Product Description
This is a spectacular, colorful asaphid trilobite with EXCEPTIONAL preservation from the famous Fezouata Formation in Morocco. The Fezouata Formation, or Fezouata Shale, is a geological formation in Morocco which dates to the Early Ordovician. It was deposited in a marine environment, and is known for its exceptionally preserved fossils, filling an important preservational window beyond the earlier and more common Cambrian Burgess shale-type deposits.

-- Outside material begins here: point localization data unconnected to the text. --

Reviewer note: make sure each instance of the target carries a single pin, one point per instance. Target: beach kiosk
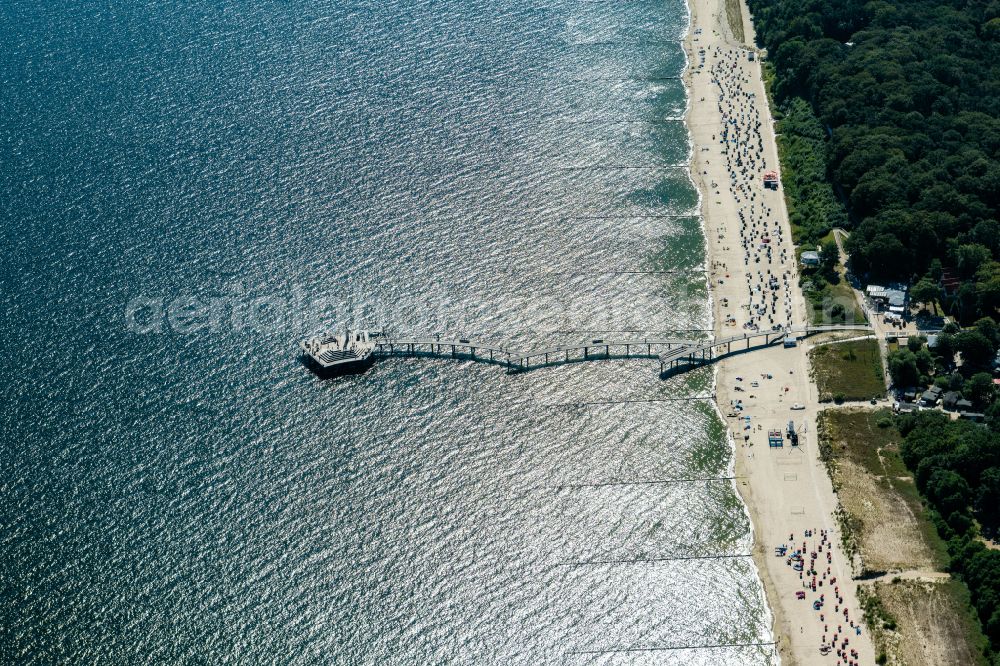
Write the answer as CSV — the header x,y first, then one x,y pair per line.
x,y
793,436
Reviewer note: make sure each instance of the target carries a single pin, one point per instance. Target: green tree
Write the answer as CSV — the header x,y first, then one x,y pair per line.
x,y
927,292
976,349
903,368
979,389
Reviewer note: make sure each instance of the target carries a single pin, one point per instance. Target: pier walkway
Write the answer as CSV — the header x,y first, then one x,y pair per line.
x,y
673,354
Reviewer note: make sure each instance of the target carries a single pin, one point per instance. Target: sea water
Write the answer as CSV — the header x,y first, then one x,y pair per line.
x,y
191,188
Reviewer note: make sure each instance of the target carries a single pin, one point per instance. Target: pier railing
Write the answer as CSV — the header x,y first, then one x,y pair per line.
x,y
673,354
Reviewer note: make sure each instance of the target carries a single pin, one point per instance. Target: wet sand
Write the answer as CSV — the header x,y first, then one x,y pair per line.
x,y
754,286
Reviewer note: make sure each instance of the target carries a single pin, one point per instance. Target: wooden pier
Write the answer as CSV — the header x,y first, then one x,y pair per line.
x,y
674,354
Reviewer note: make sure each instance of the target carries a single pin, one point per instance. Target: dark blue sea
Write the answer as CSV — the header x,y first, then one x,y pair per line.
x,y
187,189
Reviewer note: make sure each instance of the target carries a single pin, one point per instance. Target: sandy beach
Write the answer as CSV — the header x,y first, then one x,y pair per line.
x,y
754,283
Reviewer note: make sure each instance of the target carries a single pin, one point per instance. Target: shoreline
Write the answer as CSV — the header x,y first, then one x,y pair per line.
x,y
784,491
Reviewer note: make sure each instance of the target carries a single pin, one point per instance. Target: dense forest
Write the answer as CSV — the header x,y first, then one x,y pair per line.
x,y
889,116
908,95
957,468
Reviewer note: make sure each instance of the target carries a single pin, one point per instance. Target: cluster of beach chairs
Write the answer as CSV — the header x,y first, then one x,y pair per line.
x,y
807,558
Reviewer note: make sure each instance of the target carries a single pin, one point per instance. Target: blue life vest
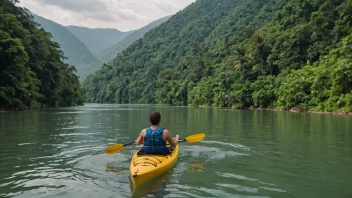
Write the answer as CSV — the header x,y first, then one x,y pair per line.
x,y
154,142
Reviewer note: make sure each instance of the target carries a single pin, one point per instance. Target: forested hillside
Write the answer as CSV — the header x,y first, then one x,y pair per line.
x,y
98,39
110,53
32,71
75,50
239,54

The fossils from Fezouata are known for their colorful rich red hues but the majority of them were flattened in their formation. Because of this, most lack any level of multidimensional detail. This exceptionally rare trilobite on the contrary, has dramatic and fully inflated three-dimensional form! It is complete and with full inflation and exceptional detail to all its spines and lobe anatomy. The genal spines are authentic and there is none of the usual fabrication or combination of multiple trilobite parts to make a single trilobite, as is often seen in Moroccan trilobite fossils. Only cracks were filled due to the repairs sustained from extraction, which is unavoidable in these trilobites and the nature in how they are found. A back side photo of the stone plate is shown in the images above, to demonstrate the limited repair to the trilobite. This is our last Fezouata trilobite we will be listing! For the discriminating collector who takes pride in acquiring only the best specimens, this rare large trilobite fossil from this very famous deposit, will not disappoint!
HISTORY
The fossils of Fezouata occur within an area of 500 square kilometers (190 sq mi), in southeast Morocco's Draa Valley, north of Zagora. Stratigraphically productive layers are found through a 1.1 kilometers (0.68 mi)-thick column of rock that spans the Tremadocian and Floian epochs. Over 1,500 non-mineralized specimens from the Fezouata Formation, representing 50 distinct taxa that have a composition similar to earlier Burgess Shale type biotas, have been recovered from the formations in addition to a less abundant shelly fauna.
Fossils of the Fezouata Formation, which are usually squashed flat (although some do retain some degree of their original three-dimensionality) are often coated with a dusting of pyrite, and tin; this aspect of the fossil preservation is very similar to that at Chengjiang. Non-mineralized appendages are often preserved. While the formation as a whole is over 1,000 meters (3,300 ft) thick, only two intervals, 25 meters (82 ft) and 15 meters (49 ft) thick, provide exceptional preservation. Both of these intervals are located near the top of the lower formation. The Lagerstätten were first identified in the late 1990s when a local fossil collector showed some of the finds to a PhD student who was then working in the area.